The Ontario shook itself and began to move forward. Planetoids danced around it, oblivious to the human drama unfolding before them.
The other vessel was a blackened lump of metal trailing a halo of shards. Ontario edged closer.
“No response to hails, Captain,” reported Ensign Singh from the comm station.
“None found,” said May. “Their power grid is down. All onboard systems are offline. We can’t restore them remotely.”
“Looks like a derelict, Captain.” Edwards turned in his chair to look at his superior. “Whatever happened, it’s long since over.”
“Astrometrics to the bridge,” a male voice said over the vox.
“Here,” said Thorpe.
“Captain, I thought we were supposed to be in the Atlantic Segment.”
“No, Captain.
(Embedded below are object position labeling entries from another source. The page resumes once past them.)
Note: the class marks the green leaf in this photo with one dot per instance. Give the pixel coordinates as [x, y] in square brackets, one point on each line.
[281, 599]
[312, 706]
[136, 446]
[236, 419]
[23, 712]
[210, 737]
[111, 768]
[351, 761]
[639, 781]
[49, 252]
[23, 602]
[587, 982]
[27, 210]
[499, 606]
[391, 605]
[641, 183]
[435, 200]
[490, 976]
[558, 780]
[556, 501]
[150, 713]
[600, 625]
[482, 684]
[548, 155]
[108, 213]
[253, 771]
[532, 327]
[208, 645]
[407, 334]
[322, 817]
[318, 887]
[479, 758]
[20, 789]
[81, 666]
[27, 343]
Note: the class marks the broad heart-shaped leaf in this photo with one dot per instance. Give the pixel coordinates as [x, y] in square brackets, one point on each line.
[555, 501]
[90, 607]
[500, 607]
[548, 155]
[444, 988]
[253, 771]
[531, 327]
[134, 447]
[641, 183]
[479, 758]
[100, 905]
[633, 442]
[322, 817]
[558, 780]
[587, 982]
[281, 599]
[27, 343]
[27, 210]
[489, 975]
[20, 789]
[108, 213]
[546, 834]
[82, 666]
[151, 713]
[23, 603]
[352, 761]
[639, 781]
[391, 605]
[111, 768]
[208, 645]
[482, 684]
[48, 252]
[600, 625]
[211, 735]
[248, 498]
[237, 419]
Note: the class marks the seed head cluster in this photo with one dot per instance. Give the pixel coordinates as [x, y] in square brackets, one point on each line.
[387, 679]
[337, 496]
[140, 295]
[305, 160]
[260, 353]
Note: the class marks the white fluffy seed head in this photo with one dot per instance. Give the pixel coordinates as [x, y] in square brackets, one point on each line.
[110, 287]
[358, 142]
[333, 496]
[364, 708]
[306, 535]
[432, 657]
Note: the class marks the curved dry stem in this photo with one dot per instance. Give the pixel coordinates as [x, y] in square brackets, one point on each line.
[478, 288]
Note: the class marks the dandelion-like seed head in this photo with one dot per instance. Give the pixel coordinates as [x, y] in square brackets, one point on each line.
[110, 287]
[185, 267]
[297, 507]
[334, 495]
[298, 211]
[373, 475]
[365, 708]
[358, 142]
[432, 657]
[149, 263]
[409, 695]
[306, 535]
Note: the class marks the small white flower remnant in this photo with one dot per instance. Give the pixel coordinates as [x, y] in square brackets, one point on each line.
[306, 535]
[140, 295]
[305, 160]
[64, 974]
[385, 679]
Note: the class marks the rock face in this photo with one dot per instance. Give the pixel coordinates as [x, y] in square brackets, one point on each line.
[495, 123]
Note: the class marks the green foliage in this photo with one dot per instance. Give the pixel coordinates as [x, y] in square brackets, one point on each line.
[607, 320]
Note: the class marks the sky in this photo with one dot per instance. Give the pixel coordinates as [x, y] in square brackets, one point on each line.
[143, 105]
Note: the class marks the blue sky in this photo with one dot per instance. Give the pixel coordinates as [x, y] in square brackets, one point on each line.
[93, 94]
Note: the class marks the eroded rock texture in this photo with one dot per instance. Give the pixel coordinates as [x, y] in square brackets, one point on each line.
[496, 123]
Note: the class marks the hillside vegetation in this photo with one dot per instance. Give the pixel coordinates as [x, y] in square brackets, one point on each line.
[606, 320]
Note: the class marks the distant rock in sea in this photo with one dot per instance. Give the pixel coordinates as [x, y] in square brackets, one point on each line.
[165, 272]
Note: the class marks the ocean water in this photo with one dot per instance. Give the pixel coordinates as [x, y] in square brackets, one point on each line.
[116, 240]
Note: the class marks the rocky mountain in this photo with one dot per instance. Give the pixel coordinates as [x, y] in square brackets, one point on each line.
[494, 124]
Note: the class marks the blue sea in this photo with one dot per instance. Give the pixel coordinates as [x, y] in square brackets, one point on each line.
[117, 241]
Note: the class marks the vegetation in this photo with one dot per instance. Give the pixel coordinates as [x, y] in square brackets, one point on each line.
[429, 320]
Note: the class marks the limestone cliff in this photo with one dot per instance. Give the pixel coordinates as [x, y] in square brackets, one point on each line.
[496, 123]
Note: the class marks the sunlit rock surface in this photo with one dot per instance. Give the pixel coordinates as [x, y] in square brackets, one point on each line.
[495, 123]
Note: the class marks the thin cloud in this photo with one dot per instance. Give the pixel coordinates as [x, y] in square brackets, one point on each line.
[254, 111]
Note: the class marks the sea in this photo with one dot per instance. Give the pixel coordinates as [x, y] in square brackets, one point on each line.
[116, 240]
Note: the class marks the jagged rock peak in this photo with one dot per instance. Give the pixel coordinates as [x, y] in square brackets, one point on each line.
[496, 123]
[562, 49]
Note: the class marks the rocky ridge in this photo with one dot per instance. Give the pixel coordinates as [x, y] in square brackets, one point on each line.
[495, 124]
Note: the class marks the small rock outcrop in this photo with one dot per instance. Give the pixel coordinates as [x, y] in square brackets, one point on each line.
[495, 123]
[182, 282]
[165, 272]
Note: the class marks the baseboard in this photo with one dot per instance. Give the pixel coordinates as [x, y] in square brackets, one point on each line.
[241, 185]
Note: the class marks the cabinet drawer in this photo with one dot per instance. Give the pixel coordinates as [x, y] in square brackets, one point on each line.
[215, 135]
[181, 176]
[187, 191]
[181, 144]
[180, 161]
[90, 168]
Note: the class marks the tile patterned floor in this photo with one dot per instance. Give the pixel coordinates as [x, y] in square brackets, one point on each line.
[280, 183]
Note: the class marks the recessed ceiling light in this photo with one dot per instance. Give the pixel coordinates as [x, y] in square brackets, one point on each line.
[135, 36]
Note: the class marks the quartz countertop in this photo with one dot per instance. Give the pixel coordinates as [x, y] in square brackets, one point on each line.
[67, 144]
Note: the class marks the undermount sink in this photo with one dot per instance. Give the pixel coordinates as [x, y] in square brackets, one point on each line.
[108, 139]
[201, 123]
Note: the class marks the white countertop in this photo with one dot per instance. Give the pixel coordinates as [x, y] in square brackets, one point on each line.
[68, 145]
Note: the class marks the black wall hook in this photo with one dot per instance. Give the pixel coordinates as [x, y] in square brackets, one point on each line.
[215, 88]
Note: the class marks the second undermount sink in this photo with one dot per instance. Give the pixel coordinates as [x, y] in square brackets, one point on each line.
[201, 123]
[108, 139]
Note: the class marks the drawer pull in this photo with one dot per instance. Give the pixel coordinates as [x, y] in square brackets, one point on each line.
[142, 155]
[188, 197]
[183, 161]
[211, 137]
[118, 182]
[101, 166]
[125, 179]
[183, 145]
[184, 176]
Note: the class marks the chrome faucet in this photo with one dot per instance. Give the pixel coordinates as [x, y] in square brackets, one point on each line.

I don’t know what happened, but… we travelled further than expected. Captain, according to the star charts – and we had to check the deep space charts – we’ve jumped into the Naogeddon system.”
“Naogeddon?” Paul Edwards blurted out. “That’s impossible!”
May looked at Thorpe, not fully sure what was going on.
“Ontario, identify the Naogeddon system,” Thorpe said for the benefit of those who didn’t have galactic maps stored in their brain chips.
++Naogeddon is an uncharted solar system located within the Ghost Segment.++
“Oh Christ,” May said. “Ontario, where are we, and how far are we from Earth?”
++We are currently located within the Naogeddon system, Ghost Segment, co-ordinates 9992f3.2894e9.ef12399. Distance to Earth is approximately sixty-six thousand light years. Estimated travel time, assuming eight hundred hyper-jumps, is eleven hundred years sidereal.++
For a moment the bridge crew was silent. The only sound came from various consoles as they hummed happily to themselves, oblivious to the impossibility of what had happened.
“This is why I don’t take time off,” said Commander Janice Depp.
Further shocks were in store.
“The other vessel’s hull configuration matches a Terran Navy cruiser of the Centaur class,” Edwards said.
Several members of the bridge crew exchanged glances as curiosity overcame professionalism.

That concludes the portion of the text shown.